There are several impressive national parks. Expeditions range from those where you barely take your eyes off the hotel to those where you are completely immersed in the jungle for weeks with just your guide and yourself. To see a tiger or a wild elephant in its natural habitat, you may need to spend more than a few days in the wild, but you will have no trouble seeing smaller wildlife. Bako National Park is the oldest national park in Malaysia and one of the best places to see proboscis monkeys. The vast jungles of Taman Negara have become a popular destination for ecotourists, as has the remote but beautiful Gunung Mulu National Park, a World Heritage Site famous for its limestone karst formations, stone spires and huge caves.
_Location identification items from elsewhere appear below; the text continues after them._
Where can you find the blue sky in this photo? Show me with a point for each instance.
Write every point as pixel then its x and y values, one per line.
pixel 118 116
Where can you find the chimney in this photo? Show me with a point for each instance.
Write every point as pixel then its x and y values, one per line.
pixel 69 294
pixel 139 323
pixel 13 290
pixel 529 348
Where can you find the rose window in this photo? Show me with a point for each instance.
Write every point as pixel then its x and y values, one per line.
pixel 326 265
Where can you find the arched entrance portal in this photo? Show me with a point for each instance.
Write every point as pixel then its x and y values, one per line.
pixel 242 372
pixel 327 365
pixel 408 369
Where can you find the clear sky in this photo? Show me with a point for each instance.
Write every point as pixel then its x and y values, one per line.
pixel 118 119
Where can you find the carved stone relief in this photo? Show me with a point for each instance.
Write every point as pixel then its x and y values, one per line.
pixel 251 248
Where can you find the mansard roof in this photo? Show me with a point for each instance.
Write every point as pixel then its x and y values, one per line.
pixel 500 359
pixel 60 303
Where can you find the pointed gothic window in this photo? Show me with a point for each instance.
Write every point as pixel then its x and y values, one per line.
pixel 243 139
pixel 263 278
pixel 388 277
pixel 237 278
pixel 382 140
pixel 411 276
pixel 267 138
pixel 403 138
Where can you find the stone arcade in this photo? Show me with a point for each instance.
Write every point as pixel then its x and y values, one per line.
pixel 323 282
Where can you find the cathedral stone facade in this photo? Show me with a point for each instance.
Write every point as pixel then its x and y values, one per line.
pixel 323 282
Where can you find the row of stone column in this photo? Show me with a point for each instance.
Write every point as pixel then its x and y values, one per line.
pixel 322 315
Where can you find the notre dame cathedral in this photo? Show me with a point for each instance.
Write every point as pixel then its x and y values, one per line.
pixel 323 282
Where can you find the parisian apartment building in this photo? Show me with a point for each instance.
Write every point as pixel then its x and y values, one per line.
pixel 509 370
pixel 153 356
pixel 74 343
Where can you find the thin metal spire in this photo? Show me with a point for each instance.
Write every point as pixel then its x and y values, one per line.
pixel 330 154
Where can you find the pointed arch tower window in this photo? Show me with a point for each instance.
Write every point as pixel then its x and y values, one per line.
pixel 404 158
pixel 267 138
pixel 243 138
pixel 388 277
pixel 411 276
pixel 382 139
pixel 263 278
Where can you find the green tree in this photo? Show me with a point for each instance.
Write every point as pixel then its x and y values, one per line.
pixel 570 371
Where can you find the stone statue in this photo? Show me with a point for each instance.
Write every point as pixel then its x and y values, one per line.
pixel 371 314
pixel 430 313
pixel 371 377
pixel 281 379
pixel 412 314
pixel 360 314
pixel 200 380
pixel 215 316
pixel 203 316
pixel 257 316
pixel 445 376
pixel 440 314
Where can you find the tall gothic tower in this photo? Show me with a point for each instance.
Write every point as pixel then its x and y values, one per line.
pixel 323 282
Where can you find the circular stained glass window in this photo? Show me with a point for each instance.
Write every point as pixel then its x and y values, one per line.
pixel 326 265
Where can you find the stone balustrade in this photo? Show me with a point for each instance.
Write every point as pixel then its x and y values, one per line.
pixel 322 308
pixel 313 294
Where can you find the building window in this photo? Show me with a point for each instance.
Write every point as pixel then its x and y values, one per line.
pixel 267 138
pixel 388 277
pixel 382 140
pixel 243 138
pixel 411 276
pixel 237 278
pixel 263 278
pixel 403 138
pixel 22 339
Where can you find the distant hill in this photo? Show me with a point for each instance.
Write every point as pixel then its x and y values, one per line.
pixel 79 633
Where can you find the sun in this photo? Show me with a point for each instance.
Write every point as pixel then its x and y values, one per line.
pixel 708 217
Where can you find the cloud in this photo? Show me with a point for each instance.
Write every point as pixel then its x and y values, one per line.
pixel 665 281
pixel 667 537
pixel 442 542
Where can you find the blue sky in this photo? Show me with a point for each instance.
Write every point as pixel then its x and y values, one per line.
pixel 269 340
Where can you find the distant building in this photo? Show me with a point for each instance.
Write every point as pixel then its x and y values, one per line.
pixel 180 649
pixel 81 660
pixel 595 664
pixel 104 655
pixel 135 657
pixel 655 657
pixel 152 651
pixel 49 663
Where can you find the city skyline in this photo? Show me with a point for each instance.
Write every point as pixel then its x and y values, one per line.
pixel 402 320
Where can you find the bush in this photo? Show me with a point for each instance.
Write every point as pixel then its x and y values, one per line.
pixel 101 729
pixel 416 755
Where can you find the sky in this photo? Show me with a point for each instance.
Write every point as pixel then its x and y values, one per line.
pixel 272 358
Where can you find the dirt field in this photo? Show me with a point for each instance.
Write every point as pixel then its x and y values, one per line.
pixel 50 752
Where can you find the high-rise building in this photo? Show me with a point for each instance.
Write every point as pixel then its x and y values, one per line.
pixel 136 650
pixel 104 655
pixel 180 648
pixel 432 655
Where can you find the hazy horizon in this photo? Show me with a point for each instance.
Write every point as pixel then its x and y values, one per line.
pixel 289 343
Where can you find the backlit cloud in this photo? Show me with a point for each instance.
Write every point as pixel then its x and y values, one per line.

To escape the sultry tropics, do as the English do and drive up to the cool tea plantations of Cameron Highlands, the picturesque Tudor-style village on Fraser’s Hill or climb Mount Kinabalu in Sabah.
For many people, Malaysia brings to mind images of pristine beaches with great diving – and for good reason. Sipadan off the coast of Sabah and the beautiful Perhentian Islands are among the best (and most popular) places. The coasts in the less industrialised parts of the country are generally worth cruising for their natural beauty and relaxing coastal camping (villages). Follow the crowds to the postcard-perfect sandy beaches of the Langkawi Islands, where you can sip a cocktail on the beach and stay at one of the many resorts.
If you’re most interested in feeling the pulse of a city, don’t miss Kuala Lumpur’s crazy, quilted, ultra-modern skyline, including the famous Petronas Twin Towers. Ipoh is a good choice if you like a slower-paced city that features elegant colonial-era buildings from around 100 years ago, and Malacca is for those who want to trace Malaysia’s colonial and imperial history back a few hundred years further. Penang is known for its great food and the relatively long-established and institutionalised Chinese and Indian communities that share the city with Malay and Thai communities. For a completely different experience, head to Kota Bharu to discover a unique conservative Islamic regional culture with Thai influences just a few kilometres away, or visit the diverse cities of East Malaysia, such as Kuching and Kota Kinabalu. Especially if you are travelling with children, visit one of the country’s excellent zoos, such as Taiping Zoo, Zoo Negara in Kuala Lumpur and Malacca Zoo.